What’s more, the technology is also being designed to streamline and improve some arduous processes, reducing administration time so nurses can focus on what they do best – caring for patients.
Making the ‘invisible’ visible
Where previously a nurse could look out over a ward and see all their patients in a glance, now technology can allow the status of a patient to be recorded in near real time and viewed from a dashboard. This means, still, at a glance nurses can check up on the whole ward, despite each patient now being housed behind walled partitions.
Rather than preventing effective communication, technology could power it. Nurse call systems will allow clear communication to and from nurses and patients and chat applications on smart devices can connect colleagues instantly.
What happens to a patient when they’re not in their full view is a real concern for nurses. Will patients feel isolated from care and how can an already stretched nursing workforce cope with the demands of ever-growing number of patients when walls are being put up between them?

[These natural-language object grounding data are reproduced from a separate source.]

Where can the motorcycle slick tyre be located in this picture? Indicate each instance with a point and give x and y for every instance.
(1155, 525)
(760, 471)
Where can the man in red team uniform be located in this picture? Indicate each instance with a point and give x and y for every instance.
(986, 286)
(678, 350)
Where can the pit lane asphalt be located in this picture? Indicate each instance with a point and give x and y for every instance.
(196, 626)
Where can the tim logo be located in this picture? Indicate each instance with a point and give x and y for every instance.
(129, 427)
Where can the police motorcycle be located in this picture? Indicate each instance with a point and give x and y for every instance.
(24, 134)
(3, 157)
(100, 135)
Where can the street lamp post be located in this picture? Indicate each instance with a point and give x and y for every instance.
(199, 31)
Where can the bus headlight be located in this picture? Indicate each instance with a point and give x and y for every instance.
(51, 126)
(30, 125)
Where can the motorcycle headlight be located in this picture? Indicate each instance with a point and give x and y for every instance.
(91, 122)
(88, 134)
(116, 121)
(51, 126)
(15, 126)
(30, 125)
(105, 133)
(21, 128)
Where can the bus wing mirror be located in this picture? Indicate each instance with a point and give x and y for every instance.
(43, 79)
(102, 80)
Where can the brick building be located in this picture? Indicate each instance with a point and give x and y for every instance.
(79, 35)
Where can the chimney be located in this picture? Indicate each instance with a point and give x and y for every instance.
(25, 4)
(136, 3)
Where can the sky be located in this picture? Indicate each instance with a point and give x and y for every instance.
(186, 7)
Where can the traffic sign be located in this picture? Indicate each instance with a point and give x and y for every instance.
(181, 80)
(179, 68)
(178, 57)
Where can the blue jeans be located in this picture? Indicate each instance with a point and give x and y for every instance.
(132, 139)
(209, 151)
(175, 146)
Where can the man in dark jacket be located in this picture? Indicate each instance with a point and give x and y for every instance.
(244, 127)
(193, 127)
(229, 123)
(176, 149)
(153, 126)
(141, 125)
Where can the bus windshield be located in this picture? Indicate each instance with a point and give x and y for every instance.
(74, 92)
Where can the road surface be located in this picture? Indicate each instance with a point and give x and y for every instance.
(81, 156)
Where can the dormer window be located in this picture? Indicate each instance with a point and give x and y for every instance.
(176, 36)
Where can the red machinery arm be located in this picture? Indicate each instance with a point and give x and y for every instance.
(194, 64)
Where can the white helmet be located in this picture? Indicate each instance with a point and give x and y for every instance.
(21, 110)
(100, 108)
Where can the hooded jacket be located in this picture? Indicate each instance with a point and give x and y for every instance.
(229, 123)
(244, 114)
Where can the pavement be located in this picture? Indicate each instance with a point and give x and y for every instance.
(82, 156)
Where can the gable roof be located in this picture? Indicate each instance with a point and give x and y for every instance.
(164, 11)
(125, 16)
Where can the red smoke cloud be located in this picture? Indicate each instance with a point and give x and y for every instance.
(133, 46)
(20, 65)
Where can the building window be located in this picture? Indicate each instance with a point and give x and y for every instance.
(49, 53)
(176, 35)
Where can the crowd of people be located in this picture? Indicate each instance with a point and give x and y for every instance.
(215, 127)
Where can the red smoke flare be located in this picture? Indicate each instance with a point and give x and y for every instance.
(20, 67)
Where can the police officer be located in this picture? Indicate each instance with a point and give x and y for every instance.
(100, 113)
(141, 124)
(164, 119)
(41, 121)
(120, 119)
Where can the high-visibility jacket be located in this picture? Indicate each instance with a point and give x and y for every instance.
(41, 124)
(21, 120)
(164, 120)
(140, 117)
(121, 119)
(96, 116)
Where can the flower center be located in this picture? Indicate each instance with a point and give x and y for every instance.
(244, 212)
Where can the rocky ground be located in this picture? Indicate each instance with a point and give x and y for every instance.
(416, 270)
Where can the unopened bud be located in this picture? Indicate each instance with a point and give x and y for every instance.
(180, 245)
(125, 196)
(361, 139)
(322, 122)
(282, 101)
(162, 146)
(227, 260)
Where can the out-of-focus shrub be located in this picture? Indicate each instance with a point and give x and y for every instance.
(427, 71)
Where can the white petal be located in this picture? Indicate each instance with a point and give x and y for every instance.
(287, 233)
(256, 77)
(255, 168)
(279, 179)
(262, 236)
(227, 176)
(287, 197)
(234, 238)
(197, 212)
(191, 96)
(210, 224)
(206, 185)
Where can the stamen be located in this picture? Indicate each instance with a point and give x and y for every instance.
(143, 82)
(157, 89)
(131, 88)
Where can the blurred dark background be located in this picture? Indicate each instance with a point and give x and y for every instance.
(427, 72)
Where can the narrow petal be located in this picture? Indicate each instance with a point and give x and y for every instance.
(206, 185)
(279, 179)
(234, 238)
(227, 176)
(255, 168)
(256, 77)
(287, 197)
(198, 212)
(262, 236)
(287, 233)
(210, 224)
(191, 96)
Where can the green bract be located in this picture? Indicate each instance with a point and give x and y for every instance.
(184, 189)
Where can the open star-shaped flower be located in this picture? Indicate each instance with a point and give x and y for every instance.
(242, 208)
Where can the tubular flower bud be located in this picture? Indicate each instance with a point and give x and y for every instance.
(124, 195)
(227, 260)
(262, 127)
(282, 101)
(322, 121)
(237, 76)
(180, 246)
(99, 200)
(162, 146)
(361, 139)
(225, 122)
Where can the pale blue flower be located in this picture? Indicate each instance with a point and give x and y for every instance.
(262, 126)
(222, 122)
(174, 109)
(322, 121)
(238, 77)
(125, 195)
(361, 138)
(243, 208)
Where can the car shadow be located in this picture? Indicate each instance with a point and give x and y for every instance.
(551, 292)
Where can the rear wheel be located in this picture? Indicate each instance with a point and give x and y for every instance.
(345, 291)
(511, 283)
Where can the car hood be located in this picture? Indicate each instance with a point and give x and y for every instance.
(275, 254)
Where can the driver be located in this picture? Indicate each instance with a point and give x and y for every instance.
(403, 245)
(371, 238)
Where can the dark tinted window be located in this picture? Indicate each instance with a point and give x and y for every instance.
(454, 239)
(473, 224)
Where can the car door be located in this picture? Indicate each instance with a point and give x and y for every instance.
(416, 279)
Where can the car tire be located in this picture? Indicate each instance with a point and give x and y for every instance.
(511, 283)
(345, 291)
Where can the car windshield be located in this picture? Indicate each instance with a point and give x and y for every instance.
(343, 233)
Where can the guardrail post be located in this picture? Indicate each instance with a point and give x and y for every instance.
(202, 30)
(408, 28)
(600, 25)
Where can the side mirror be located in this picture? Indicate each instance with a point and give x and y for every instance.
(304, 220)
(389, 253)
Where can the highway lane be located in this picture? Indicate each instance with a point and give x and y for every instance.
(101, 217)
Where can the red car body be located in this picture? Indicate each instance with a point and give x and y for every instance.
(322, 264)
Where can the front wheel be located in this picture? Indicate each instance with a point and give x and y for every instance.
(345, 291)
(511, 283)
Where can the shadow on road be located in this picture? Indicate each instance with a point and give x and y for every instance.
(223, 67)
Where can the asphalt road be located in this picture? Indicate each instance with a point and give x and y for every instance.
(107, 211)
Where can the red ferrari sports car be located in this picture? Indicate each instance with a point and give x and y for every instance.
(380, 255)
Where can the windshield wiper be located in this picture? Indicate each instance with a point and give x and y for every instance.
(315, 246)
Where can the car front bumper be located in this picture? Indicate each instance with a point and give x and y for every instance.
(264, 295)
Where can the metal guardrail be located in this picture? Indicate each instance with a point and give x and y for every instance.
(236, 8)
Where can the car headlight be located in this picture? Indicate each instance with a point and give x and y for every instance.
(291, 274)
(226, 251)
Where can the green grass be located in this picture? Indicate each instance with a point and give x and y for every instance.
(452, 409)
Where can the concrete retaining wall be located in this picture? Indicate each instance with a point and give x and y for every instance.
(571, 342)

Although safe staffing ratios is something technology will never replace, nor will it ever try to take away from the clinical skills of healthcare professionals, it is providing solutions to some of the biggest challenges hospital wards face.
Making the invisible patient visible can only add to the functionality of the ward and benefit patient safety and clinical outcomes.
Nursing post pandemic
The issue of managing a ward of single-bed rooms isn’t one which will be confined to the Covid-19 pandemic. The Government has pledged to build 40 new hospitals by 2030 and many, if not all, will consist of single-bed wards.
As a former critical care nurse, I know all too well the challenges and the chaos you have to overcome when providing frontline care. I feel passionately that the role technology can play in healthcare will allow nurses to deliver the care patients deserve. So to be part of making that happen is extremely rewarding.